Wien Bridge Oscillator

Thread Starter

sakas

Joined Nov 29, 2011
10
Hello,I am new to the group and working on something similar . I am trying to get my circuit to oscillate between 150Hz- 15KHz continuously variable and output a voltage between 10mV - 5V variable. Please what components would you suggest and will there be any modifications to the circuit.I currently have the basic circuit oscillating at 1.9KHz with output voltage at 23.2 volts. Thanks for your time.
 
Last edited:

Audioguru

Joined Dec 20, 2007
11,248
You need a dual potentiometer to adjust the frequency.
A logarithmic (audio taper) potentiometer at the output will adjust the level. You might need a buffer opamp following the output level adjust pot.
 

Thread Starter

sakas

Joined Nov 29, 2011
10
Using your suggested circuit,I am hitting 10KHz at the moment with a dual 100k pot replacing R.I encounter distortion after 10kHz.Capacitors are 2 15nf
 

Audioguru

Joined Dec 20, 2007
11,248
Which opamp? What supply voltage? What is the load? What limits and stabilizes the output level so the opamp does not clip?
 

Audioguru

Joined Dec 20, 2007
11,248
You do not show a part number for the opamp.
The load on the output of the opamp is 140 ohms plus 70 ohms = 210 ohms (plus the frequency-determining parts). Most opamps cannot drive a load lower than 1000 ohms.
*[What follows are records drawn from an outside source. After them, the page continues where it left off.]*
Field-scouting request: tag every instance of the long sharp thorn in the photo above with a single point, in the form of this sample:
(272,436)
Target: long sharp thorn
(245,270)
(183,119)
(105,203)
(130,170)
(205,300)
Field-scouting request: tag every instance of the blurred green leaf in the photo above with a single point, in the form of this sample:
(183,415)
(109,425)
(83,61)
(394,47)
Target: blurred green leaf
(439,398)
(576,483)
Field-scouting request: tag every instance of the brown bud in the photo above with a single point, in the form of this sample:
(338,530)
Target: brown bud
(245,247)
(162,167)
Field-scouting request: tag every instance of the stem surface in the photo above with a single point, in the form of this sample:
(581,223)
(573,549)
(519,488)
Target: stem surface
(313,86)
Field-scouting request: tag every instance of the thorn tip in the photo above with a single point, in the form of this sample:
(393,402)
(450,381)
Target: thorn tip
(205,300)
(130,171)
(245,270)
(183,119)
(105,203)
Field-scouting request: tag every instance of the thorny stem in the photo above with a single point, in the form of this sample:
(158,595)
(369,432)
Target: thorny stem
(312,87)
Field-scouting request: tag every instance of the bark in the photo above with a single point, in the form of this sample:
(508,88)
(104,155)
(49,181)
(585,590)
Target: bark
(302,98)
Therefore you should use a lightbulb that uses much less power then its resistance will be much higher and the value for R2 can be much higher.

If your opamp is a lousy old (43 years old) 741 then it has trouble above 9kHz.

Using a lightbulb for amplitude control causes amplitude bouncing when it is turned on. also the amplitude will probably bounce when the frequency is changed.
The amplitude bounces because the lightbulb is slow to adjust its resistance with power through it.
 

Thread Starter

sakas

Joined Nov 29, 2011
10
Its an LM741 opamp
I dont know if its the lousy op amp, but moving forward if the jfet will do a better job,please what component and circuit will be needed and how does the jfet prevent the amplitude from jumping around like the bulb.
Thanks
 

Audioguru

Joined Dec 20, 2007
11,248
Its an LM741 opamp
I dont know if its the lousy op amp, but moving forward if the jfet will do a better job,please what component and circuit will be needed and how does the jfet prevent the amplitude from jumping around like the bulb.
Thanks
The lousy old 741 opamp has poor high frequency response above 10kHz and
slew rate limiting above 9kHz. Its distortion is fairly high for an opamp and it is noisy (hiss).

The light bulb uses heating and cooling to slowly change its resistance which causes the signal to bounce up and down.

A Jfet is a voltage-controlled resistor and the voltage is made by recifying and filtering the output signal which is fast so there is no bouncing.

the concept of loading is also new to me, considering the buffer amp you stated at the beginning
If you use a volume control at the output of your oscillator then it becomes a resistor in series with the load which is a voltage divider. Then adding a load changes the output level from the volume control. If a buffer opamp is added following the volume control its output level does not change when it gets a load (unless it is overloaded).
 

Wendy

Joined Mar 24, 2008
23,408
What AG means is you need a different op amp, the part you have selected is not suitable. A TL084 might work, or you may need a op amp with better specs.

Nowdays the 741 is used for low frequency/DC applications in teaching. Its specs are so low it is a good part for a teacher to use to show how the various limitations of an op amp work, since you run into them so quickly for a 741.

Since it was invented over 40 years ago literally hundreds/thousands of new part numbers have come out, with vastly improved specs.

Give hard specs, numbers that will not change for your oscillator, then ask AG what part number he would suggest. It might save you both some time.
 

Thread Starter

sakas

Joined Nov 29, 2011
10
Thanks for all the help so far.
This is the specification
Wien bridge oscillator.Freq between 150Hz- 15KHz continuously variable and output voltage between 10mV - 5V variable.
 

Thread Starter

sakas

Joined Nov 29, 2011
10
That i have noticed during these experiments. Van we add that to the spec LOW NOISE DISTORTION too and no bouncing amplitude
 

Wendy

Joined Mar 24, 2008
23,408
Actually you don't want variable output on the oscillator. That can be accomplished with a variable gain amplifier after the oscillator. You want a steady signal out of the oscillator, it will be a lot more stable that way.